新たな連合の枠組み:「正統派」対「革新派」

 では、現代アメリカの現実の論争陣営はどうなっているのか。ハンターによると、それは「正統派(The Orthodox)」と「革新派(The Progressive)」であると言う。この論争は道徳的基準の争いであるので、どちらの側も自分がアメリカの伝統における「正統」と考えているが、「正統派」陣営は、「外的な、定義可能な、超越的権威」を拠り所としている。この中には、アメリカの「伝統的価値観」が含まれる。一方、「革新派」陣営にとっての道徳的権威は、時代の精神、つまり合理性と主観主義の精神に規定されるものであって、彼らに見られる傾向は、「現代生活に広く存在する観念に従って歴史的信念の意味を更新する」ことである。たとえば、聖書の記述も現代生活の実状に合わせて解釈する。[Ibid., 43-45.] したがって両陣営の論争は、ハンターの著書の副題にあるとおりまさに、「アメリカをどう定義するかという闘争」である。これをハンターは「文化戦争」と呼ぶ。
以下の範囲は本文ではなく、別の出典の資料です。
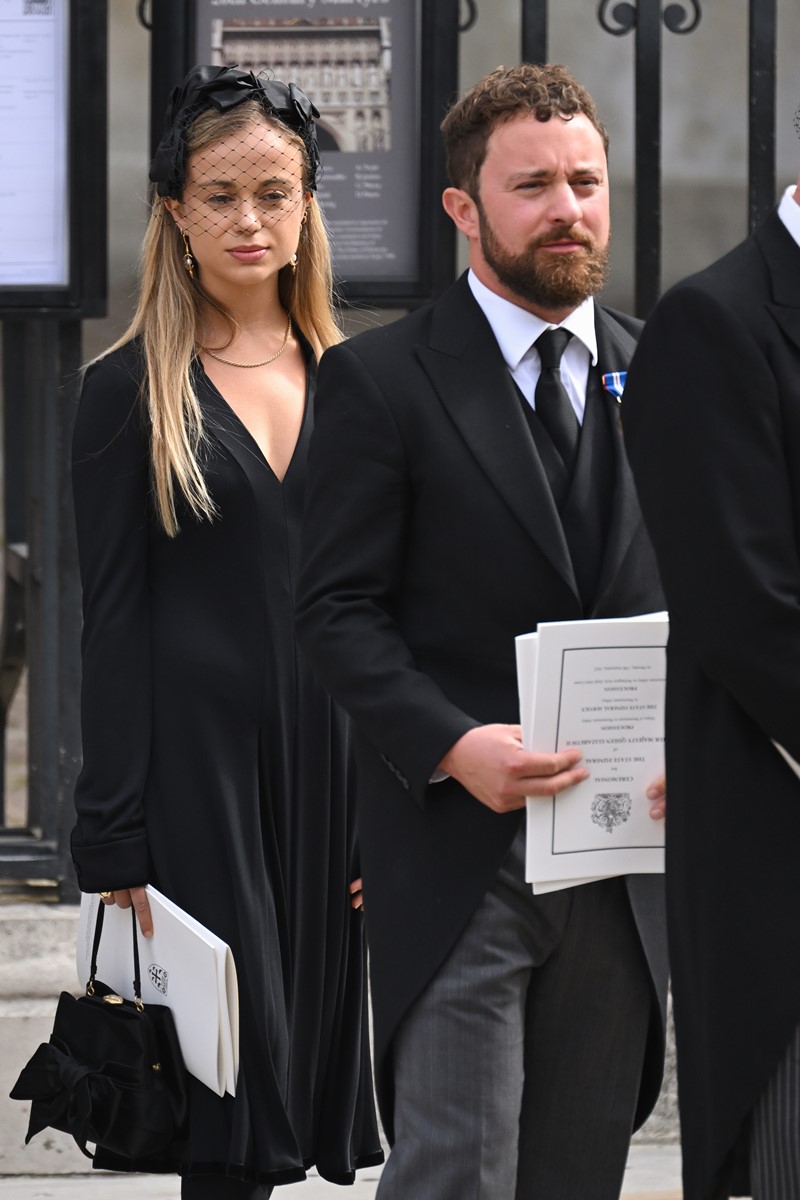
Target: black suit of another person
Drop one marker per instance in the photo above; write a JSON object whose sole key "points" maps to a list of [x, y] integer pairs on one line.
{"points": [[431, 539], [713, 427]]}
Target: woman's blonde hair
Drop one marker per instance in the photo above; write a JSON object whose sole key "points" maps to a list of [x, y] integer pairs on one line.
{"points": [[170, 309]]}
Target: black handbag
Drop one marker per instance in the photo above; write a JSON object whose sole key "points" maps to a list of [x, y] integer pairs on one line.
{"points": [[112, 1072]]}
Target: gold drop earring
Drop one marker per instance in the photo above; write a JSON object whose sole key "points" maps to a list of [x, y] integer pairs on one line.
{"points": [[190, 261]]}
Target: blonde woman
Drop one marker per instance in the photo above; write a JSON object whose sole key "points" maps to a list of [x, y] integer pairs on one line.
{"points": [[214, 766]]}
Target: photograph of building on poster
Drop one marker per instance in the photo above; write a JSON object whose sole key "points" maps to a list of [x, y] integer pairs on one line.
{"points": [[343, 64]]}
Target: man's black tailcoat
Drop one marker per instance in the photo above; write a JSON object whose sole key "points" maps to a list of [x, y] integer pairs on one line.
{"points": [[431, 540], [711, 420]]}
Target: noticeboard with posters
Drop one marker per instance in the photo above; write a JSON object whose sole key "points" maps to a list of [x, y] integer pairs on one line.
{"points": [[380, 72], [53, 191]]}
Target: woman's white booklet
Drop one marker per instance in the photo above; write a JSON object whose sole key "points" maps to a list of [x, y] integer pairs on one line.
{"points": [[184, 966]]}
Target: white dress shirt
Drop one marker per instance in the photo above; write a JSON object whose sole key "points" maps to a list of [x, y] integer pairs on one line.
{"points": [[788, 210], [516, 330]]}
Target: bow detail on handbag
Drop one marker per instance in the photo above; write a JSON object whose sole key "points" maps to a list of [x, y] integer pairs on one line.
{"points": [[112, 1072]]}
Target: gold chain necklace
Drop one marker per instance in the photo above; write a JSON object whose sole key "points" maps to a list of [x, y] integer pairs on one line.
{"points": [[248, 366]]}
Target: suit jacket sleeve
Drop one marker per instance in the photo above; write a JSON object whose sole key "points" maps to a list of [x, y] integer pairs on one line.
{"points": [[110, 487], [355, 527], [704, 433]]}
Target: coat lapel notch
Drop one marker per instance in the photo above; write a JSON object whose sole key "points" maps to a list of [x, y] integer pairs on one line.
{"points": [[615, 348]]}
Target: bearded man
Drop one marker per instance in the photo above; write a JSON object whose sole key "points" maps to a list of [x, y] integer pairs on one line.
{"points": [[467, 481]]}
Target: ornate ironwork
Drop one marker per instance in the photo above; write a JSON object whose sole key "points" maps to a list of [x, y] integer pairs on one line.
{"points": [[679, 18]]}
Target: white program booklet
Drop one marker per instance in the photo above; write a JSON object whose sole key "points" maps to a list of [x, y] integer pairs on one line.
{"points": [[184, 966], [597, 685]]}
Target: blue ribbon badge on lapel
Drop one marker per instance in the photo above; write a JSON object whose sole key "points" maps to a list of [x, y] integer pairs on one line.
{"points": [[614, 383]]}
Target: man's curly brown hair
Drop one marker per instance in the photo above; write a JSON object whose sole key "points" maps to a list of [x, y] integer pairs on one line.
{"points": [[541, 91]]}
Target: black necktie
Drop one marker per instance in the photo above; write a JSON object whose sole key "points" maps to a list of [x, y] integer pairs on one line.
{"points": [[551, 399]]}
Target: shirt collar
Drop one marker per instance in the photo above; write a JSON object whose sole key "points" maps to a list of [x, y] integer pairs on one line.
{"points": [[516, 329], [788, 210]]}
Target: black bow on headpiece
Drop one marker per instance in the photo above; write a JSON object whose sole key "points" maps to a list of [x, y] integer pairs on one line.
{"points": [[223, 88]]}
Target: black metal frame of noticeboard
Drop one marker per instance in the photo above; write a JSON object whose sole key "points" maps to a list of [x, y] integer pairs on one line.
{"points": [[85, 293], [173, 37]]}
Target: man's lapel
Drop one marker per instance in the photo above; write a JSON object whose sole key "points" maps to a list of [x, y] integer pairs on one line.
{"points": [[464, 365], [782, 255], [615, 348]]}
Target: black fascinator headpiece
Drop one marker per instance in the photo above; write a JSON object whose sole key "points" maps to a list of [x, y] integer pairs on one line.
{"points": [[223, 88]]}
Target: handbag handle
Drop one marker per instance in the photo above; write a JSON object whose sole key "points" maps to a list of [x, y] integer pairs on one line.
{"points": [[95, 947]]}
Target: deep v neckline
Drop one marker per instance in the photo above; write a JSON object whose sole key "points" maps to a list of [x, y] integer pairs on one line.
{"points": [[246, 438]]}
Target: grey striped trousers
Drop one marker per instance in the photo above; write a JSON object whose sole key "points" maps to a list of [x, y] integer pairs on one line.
{"points": [[775, 1132]]}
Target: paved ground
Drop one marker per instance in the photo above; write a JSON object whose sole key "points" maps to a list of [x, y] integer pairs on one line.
{"points": [[653, 1174]]}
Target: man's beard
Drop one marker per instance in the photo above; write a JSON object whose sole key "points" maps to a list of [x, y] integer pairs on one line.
{"points": [[547, 280]]}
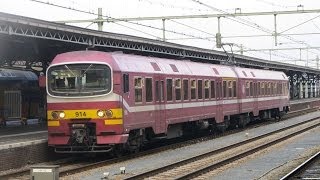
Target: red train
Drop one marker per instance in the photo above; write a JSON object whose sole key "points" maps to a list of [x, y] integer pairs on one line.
{"points": [[99, 101]]}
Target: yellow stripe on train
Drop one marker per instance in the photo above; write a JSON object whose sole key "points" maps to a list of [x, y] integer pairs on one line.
{"points": [[113, 121], [84, 114], [53, 123]]}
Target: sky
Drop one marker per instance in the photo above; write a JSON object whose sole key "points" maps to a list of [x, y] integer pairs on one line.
{"points": [[255, 31]]}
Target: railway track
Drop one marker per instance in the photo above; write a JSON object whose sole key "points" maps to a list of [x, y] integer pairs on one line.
{"points": [[201, 164], [71, 166], [301, 172]]}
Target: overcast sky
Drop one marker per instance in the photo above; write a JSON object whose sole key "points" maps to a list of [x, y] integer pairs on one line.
{"points": [[197, 32]]}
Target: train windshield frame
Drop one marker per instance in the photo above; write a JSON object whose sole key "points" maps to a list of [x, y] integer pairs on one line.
{"points": [[77, 80]]}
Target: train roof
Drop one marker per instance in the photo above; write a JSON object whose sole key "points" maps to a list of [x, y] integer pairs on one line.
{"points": [[246, 73], [142, 64], [134, 63]]}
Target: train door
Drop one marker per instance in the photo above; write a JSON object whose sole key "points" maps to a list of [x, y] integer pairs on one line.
{"points": [[160, 121], [219, 101]]}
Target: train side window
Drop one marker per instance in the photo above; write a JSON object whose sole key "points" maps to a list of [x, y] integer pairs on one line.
{"points": [[224, 89], [138, 89], [251, 89], [149, 90], [185, 89], [230, 89], [125, 83], [193, 89], [255, 89], [178, 89], [206, 89], [169, 89], [247, 88], [234, 84], [199, 89], [213, 89]]}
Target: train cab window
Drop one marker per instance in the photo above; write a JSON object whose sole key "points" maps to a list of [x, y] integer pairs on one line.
{"points": [[199, 89], [149, 90], [178, 89], [125, 83], [230, 89], [206, 89], [185, 89], [169, 89], [247, 89], [234, 87], [224, 89], [193, 89], [213, 89], [138, 89]]}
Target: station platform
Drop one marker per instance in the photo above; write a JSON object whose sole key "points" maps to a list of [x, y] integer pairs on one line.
{"points": [[29, 142]]}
 彼は近年の論争を伝統的・絶対的価値観の維持を重視する「正統派」対相対的価値観に基づき時代にあった価値観の創設を主張する「革新派」の争いと規定している。近年の論争をこの様に見ることによって、それをアメリカ史の文脈に置くことが容易になり、その特徴が比較的容易に把握できるという点で、筆者はハンター説が今後有益な分析概念になりうると感じる。

「絶対的価値観」対「相対的価値観」、あるいは「客観性」に対する挑戦

 簡潔に表現すればハンター説は、「絶対的な価値観」対「現状に合わせた価値観」の対立と規定することも可能である。そのように表現すると、これは史学にとっての最大の、そしてきわめてやっかいな問題、「客観性」を巡る問題と同じ性質を持つことが分かる。極めて単純化して述べると、19世紀末に確立され、1950年代に再び脚光を浴びた歴史の「客観性」という思想が、1960年代に入って様々な方面から攻撃され、現在の史学は細分化・分断化の傾向を加えて、混沌とした状態にある。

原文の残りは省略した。